Tony feels respected and appreciated when his boss gives him a raise (of $4), but his boss just doesn’t want him stolen away by contractors, and the job itself will simply end up a back-breaking rut. And his father only has derision for his puny raise. What was a flying high moment becomes bittersweet.

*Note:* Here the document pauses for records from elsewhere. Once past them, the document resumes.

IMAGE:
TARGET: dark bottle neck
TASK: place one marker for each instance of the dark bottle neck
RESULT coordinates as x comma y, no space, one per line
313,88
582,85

Even Tony’s simplistic notion of kiss-on-the-dance-floor-screw-in-the-car is dashed. During Tony’s and Stephanie’s dance competition, a romantic moment, a sensual zenith when Stephanie – who was playing it sooo cool – leans in and kisses Tony in a spinning, sparkly-eyed embrace. At this surprising turn of events we feel that satisfaction in knowing Tony’s dream girl has relented, has become “his.” But this trope, this finality we have been conditioned to experience over countless movies, is soon dashed when Tony tries to unceremoniously fuck her in the gang’s car. I say unceremoniously, but this ritual has become a ceremony, a habit, mechanical, almost obligatory. And we are as stunned as Tony when Stephanie spurns his advances and it turns into near-rape. For Tony, this is probably the first girl who has defied his seed-spreading protocol.
And the final blow – dancing, where Tony always believed himself king, reiterated by his disco crowd, now forced to realize he’s been but a big fish in a small pond, as the dance competition brings out awe-inspiring dancers from parts unknown. And he’s good enough to see how much better their tourniquet trousers are.
His eyes opened, Tony’s world shrinks from upbeat and carefree to cynical and bitter. If he continues on this path, he will end up as ignorant, uneducated and incurious as his friends.
Time for the young Sweathog to leave the sty. We are left with a freeze frame that denotes a new life on the horizon, a new hope– Uh-oh! As long as that stormtrooper from A NEW HOPE doesn’t do any more dubbing, we’ll be “all right”…
Why are you still reading? You should be daaaaaancin’ – yeeeeeaaaa!